Güzel konu için teşekkürler Murat...
Yıllar yılı hep otomatik vitesli araçlara çok soğuk durdum. Bunun sebebini tam olarak bilmiyorum. Tabi kullanmadığım bir şeyin iyi ya da kötü olduğunu da bilmiyordum fakat bu soğukluk hep oldu. Yıllar sonrasında, eşimin ehliyet alıp araba kullanma sevdası depreşince, bir de çocukların; okul, kurs, antreman, maç gibi atraksiyonları da artınca benim işlerimin yoğun olmasından dolayı bu ehliyet ve araba kullanma sevdası mecburen benim de kulağıma hoş geldi.

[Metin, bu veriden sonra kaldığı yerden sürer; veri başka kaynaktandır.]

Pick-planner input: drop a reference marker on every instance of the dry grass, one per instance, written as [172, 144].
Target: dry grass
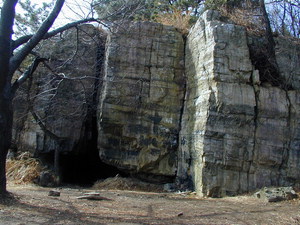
[121, 183]
[24, 169]
[176, 19]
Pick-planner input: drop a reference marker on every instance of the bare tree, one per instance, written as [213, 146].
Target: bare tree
[13, 53]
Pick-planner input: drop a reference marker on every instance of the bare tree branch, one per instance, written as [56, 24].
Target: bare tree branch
[22, 40]
[6, 24]
[26, 74]
[17, 59]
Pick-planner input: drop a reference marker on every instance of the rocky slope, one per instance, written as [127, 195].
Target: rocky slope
[196, 109]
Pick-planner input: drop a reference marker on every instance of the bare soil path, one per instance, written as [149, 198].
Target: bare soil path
[34, 206]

Hal böyle olunca, ehliyeti bir çırpıda alma başarısını gösteren hatun kişi, o dönemdeki 626 GE guzuyu kullanmakta gösteremedi maalesef... İlk önce marş kömürlerine elveda dedik, sonrasında sıraya fren balataları ile debriyaj balatası girecek gibi olunca şapkamızı önümüze koyarak bir kez daha düşündük... Tüm bu düşüncelerin üzerine, eşimin vites değiştirirken yola değil de, değiştirmiş olduğu vitese bakma alışkanlığı ile debriyaj kavrama ayarını tutturamaması da eklenince artık otomatik şanzımanlı bir guzuya merhaba demenin vaktinin geldiğini net olarak anladık.

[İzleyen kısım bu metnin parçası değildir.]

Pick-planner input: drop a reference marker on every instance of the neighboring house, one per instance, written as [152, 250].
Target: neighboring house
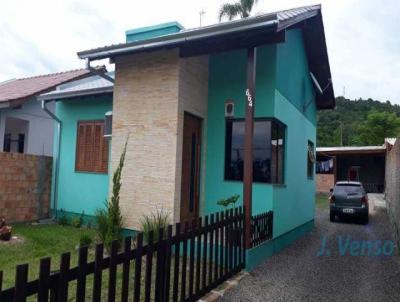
[24, 126]
[180, 100]
[365, 164]
[81, 183]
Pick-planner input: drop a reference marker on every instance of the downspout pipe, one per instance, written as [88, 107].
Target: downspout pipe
[57, 156]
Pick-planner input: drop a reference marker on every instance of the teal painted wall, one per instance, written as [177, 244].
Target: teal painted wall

Daha öncesinde, bir kez otomatik araç kullanmıştım ve bana yapılan "sol ayağını unut yoksa cama yapışma tehlikemiz var" denilmesine rağmen aracın yavaş gitmesi şansımız olsa gerek ki, ön cama yapışmaktan kurtulmuştuk. Tek otomatik tecrübem bu olmuştu fakat ben artık otomatik şanzımanlı Mazda 3 sahibiydim...

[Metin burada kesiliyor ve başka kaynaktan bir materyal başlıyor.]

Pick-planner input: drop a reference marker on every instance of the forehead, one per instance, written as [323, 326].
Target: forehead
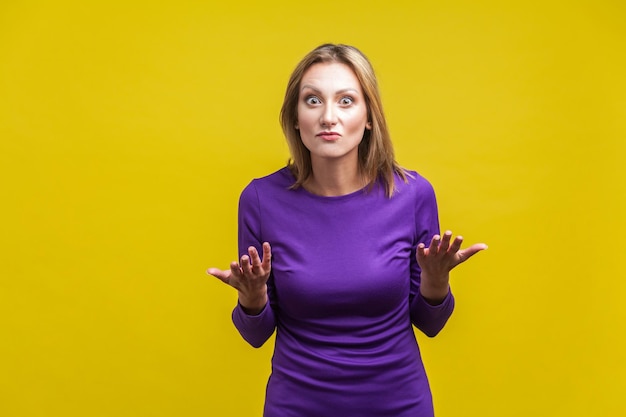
[332, 76]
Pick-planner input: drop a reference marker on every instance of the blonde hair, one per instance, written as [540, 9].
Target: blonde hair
[376, 156]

Aracı aldım, ilk kullanımdan 5 dakika sonra sanki benim için otomatik şanzıman olmazsa olmazlardan biriydi artık.
Tam 3 yıl geçti gitti, otomatik şanzımanın eksileri olarak bilinen, ne fazla yakıtı, ne arıza durumunda incir fidanını kucağıma verecek olması, ne osu ne busu ne de şusu aklıma hiç gelmedi... Gelmiyor da.
Hatta geçen gün emanet aldığım manuel aracı kullanırken gittiğim toplam 10 kilometrelik yol harbiden işkenceye dönüştü. Araba gidiyor ne güzel, vites değiştirme de nereden çıktı, araç durduğunda tekrar kaldırmak için debriyaj denilen gereksiz şeyin boşluğuna ayağım alışamadı bir türlü. Daha önceden hangi arabaya binsem, ikinci vitese attıktan sonra araba ile bütünleşirdim, şimdi bunu bile beynim istemiyor ki, araba hopladı durdu kalkışlarda...
Hülâsa;
Otomatik candır, canandır... Büyük konuşmak istemiyorum ama manuel vitese dönüş benim için çok çok zor gibi geliyor artık.
Biraz uzun oldu ama otomatik maceramı iki kelime ile anlatamazdım sanırım. Okuyanların sabrına teşekkürler.